Notre tirant d’eau était de 1,15 m dérive relevée et de 2,90 dérive basse, ce qui confère une meilleure performance au près que ce que j’avais envisagé. Quand ce système est bien conçu, il permet de bénéficier du meilleur des deux mondes, or il se trouve que les avantages d’un tirant d’eau peu profond sont nombreux. Dans un mouillage très fréquenté, cette zone de no man’s land entre la zone de mouillage et le rivage paraissait comme réservée pour nous. Si l’ancre d’un des bateaux au mouillage venait à déraper, sa trajectoire l’éloignait de nous. Bien sûr, cette possibilité d’approcher le rivage est ouverte à un bateau à quille relevable, auquel cas son équipage devra s’accommoder des mouvements désordonnés d’avant en arrière causés par un moment de redressement amoindri.

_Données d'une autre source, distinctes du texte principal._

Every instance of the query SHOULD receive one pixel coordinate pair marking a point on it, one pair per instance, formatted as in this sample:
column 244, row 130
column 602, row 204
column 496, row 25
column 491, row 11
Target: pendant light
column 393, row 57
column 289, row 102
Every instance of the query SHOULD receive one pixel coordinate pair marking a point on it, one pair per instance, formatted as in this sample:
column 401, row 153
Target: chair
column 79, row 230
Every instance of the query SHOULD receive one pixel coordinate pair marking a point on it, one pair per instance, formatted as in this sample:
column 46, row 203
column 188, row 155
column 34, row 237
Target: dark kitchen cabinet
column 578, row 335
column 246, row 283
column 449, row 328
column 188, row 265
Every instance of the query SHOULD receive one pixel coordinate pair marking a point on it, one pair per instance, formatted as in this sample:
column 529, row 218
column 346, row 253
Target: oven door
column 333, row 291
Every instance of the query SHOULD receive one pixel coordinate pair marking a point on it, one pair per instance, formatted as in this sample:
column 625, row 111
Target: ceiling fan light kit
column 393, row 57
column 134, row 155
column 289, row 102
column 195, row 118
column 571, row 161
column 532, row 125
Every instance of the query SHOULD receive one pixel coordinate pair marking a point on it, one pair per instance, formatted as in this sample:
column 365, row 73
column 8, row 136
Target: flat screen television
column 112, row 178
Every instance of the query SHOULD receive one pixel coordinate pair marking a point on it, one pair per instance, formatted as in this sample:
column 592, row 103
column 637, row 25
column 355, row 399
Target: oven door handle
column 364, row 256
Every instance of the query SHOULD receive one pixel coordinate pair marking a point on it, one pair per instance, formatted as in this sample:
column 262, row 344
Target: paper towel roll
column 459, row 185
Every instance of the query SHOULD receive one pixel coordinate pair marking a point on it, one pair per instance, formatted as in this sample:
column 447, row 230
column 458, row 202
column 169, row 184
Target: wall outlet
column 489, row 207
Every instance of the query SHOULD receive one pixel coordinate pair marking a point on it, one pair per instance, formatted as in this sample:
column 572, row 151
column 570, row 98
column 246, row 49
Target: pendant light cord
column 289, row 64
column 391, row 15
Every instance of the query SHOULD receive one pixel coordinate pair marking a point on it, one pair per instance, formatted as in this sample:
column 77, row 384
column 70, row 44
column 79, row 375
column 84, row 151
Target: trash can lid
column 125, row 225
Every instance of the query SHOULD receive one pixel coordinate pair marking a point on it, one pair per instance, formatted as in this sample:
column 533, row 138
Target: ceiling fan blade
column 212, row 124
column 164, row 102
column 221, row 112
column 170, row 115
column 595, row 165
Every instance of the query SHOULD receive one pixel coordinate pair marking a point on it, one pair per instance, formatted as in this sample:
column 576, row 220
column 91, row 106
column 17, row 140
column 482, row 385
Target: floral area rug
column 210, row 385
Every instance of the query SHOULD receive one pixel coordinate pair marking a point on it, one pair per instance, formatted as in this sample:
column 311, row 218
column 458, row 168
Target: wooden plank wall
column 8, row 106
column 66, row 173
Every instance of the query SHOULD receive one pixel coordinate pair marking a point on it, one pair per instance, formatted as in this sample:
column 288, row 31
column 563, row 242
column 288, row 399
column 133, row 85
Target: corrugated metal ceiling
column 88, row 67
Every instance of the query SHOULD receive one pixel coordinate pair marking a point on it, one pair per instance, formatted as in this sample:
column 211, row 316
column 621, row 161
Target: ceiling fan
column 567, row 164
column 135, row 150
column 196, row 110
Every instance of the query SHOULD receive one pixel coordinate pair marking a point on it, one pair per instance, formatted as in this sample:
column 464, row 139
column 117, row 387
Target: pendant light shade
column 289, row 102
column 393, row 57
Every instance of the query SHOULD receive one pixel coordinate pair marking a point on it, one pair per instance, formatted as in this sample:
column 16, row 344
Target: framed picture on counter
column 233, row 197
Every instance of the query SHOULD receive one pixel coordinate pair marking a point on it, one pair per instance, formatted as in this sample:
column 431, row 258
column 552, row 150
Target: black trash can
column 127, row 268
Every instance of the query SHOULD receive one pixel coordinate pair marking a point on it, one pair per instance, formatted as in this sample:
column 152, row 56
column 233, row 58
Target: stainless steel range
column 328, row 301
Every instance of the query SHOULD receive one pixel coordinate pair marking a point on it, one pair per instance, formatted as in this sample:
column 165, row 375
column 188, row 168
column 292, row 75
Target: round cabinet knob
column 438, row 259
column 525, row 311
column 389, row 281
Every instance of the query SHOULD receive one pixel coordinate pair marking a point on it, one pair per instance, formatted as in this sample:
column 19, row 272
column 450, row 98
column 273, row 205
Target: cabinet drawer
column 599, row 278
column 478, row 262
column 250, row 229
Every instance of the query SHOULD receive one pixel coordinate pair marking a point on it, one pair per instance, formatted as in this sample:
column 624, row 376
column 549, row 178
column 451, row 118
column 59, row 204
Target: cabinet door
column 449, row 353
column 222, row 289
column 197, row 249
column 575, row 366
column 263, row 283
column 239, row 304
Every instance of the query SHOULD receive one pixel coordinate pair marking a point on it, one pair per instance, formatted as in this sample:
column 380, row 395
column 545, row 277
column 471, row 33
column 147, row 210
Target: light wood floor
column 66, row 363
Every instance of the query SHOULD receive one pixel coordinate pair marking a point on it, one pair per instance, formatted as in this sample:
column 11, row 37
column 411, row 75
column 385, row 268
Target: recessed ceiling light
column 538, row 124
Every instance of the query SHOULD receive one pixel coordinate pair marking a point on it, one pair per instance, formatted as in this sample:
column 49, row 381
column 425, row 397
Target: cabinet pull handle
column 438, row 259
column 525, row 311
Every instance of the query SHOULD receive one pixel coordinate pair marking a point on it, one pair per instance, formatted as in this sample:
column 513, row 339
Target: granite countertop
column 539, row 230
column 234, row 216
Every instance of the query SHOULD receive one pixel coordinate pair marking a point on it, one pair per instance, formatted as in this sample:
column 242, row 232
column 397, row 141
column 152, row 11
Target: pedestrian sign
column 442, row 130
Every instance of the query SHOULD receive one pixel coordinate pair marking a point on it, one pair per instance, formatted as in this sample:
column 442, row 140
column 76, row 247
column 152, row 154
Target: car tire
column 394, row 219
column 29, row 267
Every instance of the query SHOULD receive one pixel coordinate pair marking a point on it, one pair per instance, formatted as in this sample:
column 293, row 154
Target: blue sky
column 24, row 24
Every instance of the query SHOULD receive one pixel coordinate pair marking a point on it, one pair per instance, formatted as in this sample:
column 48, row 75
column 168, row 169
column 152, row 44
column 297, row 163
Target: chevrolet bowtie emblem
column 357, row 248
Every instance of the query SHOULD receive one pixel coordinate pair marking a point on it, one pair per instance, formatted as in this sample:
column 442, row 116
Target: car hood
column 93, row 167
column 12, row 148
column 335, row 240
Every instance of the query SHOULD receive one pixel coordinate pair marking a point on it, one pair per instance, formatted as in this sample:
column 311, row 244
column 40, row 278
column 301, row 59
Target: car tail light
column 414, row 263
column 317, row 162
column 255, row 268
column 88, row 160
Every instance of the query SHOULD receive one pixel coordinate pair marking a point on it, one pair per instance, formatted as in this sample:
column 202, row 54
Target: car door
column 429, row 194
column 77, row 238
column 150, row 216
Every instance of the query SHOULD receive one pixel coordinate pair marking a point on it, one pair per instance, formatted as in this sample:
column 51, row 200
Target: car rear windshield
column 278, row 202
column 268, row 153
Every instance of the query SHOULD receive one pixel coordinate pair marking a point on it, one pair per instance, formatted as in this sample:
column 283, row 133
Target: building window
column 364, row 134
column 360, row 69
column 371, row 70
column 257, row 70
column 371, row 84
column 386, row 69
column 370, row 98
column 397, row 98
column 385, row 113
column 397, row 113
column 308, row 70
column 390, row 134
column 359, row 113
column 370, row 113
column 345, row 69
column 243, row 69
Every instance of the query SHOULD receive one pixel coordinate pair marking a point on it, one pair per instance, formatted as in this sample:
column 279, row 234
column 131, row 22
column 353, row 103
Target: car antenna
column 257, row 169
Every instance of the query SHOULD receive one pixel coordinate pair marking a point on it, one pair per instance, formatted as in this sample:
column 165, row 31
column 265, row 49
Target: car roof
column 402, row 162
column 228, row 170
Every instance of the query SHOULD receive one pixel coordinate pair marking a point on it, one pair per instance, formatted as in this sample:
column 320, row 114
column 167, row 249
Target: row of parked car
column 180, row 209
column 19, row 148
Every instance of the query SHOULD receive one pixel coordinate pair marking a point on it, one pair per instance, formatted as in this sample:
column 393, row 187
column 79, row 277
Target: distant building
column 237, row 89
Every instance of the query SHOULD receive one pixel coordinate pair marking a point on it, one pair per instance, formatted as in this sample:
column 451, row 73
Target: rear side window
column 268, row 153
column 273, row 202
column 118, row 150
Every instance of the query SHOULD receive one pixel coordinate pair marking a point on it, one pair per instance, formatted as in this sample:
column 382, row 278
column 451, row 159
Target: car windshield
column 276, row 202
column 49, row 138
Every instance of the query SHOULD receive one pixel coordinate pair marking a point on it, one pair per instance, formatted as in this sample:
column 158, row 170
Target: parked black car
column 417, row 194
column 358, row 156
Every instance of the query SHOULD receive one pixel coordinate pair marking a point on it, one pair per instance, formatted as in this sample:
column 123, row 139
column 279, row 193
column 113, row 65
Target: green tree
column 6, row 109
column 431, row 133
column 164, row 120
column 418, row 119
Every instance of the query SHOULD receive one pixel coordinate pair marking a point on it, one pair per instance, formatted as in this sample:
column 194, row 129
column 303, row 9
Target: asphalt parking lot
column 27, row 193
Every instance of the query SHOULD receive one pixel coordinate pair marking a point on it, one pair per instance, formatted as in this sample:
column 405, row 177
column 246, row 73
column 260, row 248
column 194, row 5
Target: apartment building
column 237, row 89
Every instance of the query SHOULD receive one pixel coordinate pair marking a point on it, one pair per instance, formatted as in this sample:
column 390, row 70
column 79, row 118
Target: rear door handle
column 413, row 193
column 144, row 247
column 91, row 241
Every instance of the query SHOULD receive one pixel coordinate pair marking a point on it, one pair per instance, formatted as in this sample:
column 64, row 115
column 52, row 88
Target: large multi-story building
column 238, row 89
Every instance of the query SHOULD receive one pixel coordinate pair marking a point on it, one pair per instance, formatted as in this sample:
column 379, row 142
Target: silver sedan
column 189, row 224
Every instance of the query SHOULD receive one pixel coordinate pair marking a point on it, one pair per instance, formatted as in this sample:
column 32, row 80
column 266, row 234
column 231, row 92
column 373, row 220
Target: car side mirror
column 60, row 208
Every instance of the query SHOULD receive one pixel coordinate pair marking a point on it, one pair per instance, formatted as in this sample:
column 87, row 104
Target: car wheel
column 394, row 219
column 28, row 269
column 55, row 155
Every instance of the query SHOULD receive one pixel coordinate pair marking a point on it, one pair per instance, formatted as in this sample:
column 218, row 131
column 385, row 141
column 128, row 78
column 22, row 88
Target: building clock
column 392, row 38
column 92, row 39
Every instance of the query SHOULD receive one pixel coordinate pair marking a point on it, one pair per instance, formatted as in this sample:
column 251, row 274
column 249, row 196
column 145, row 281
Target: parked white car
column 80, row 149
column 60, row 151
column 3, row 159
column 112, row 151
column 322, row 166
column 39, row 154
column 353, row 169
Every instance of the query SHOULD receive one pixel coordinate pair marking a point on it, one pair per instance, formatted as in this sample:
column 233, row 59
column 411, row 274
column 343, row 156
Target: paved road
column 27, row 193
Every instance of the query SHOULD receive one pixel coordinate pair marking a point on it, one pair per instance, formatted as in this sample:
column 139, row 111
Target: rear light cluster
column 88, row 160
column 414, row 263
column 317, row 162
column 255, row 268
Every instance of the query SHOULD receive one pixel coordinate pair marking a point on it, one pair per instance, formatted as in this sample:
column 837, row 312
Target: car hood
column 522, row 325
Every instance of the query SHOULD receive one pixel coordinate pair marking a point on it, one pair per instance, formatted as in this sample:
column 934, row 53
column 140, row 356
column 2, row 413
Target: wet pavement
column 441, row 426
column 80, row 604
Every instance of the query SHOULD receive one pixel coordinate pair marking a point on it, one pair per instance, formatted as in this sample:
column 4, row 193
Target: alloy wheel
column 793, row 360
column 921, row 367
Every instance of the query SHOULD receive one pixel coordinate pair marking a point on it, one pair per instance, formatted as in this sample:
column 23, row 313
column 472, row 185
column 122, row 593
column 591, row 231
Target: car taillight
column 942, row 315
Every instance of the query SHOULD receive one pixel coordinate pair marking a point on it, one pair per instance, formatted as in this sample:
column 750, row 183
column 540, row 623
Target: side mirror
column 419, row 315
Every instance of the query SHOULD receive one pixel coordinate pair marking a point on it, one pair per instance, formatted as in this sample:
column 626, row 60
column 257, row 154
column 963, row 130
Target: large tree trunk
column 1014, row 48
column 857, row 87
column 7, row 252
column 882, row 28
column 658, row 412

L’une de nos joies à naviguer à bord de “Pearl” a été d’avoir accès à de magnifiques petits mouillages, interdits aux bateaux à plus fort tirant d’eau. Si nous touchions le fond avec la dérive en position basse, celle-ci pivotait simplement et, bien loin de créer un choc violent, faisait office de bâton de sonde. Nous avions la possibilité de nous échouer pour effectuer des tâches d’entretien ou de nous glisser entre les rochers pour encaisser un coup de vent, avec la confiance apportée par le fait de savoir que le moment de redressement est toujours à son maximum. En fait, les quilles relevables et les dérives intégrales relèvent de deux univers séparés, et nous nous sommes toujours félicités d’être du bon côté de cette barrière.
Un bateau créateur de bons souvenirs
Tracey voulait que les cabines soient séparées par la cuisine et le salon. Pour notre part, nous avions besoin d’un grand lit double accessible de chaque côté et d’une généreuse salle de bains. De l’autre côté du salon, une autre cabine double, et une autre encore, à deux couchettes séparées. Cette disposition a montré de l’intérêt, car les visiteurs souffrant de décalage horaire pouvaient s’allonger sans perturber notre routine quotidienne, qui commence par une bonne tasse de boisson chaude. Disposer d’un rangement généreux et facilement accessible relevait de l’évidence pour nous deux, avec un local technique séparé pour les outils et les pièces de rechange.
“Nous tenons le concept de ce bateau : un accomplisseur de rêves confortable et sûr”
Voilà, nous tenons le concept de ce bateau : un accomplisseur de rêves confortable et sûr, mais quelle doit être sa taille ? Nous avons opté pour 45 pieds, ce qui nous semblait assez grand pour accueillir des visiteurs et aller partout, mais assez petit pour que nous puissions tout gérer facilement à deux. Nous ne voulions pas être dépendants d’un équipage et il était donc important que toutes les manœuvres reviennent au cockpit. Un cockpit qui doit offrir à la fois un abri contre les éléments et un espace de divertissement pour les amateurs de couchers de soleil comme nous.
Tant d’accidents se produisent lorsqu’on monte à bord depuis l’annexe, quand on jette l’ancre ou encore lorsqu’on s’amarre à couple d’un autre voilier. C’est pourquoi je voulais enfin bénéficier d’une bonne visibilité permettant de tout contrôler depuis le poste de pilotage. Mais aussi d’un tableau arrière ouvert et sûr pour l’embarquement, d’un bon système d’ancrage robuste ainsi que d’un propulseur d’étrave. Tout cela nous a permis de vivre pendant deux ans et demi l’expérience la plus enrichissante de notre vie. On m’a dit un jour de dépenser mon argent en souvenirs et, dans notre cas, les bons souvenirs ont clairement reposé sur le fait d’avoir choisi le bon bateau.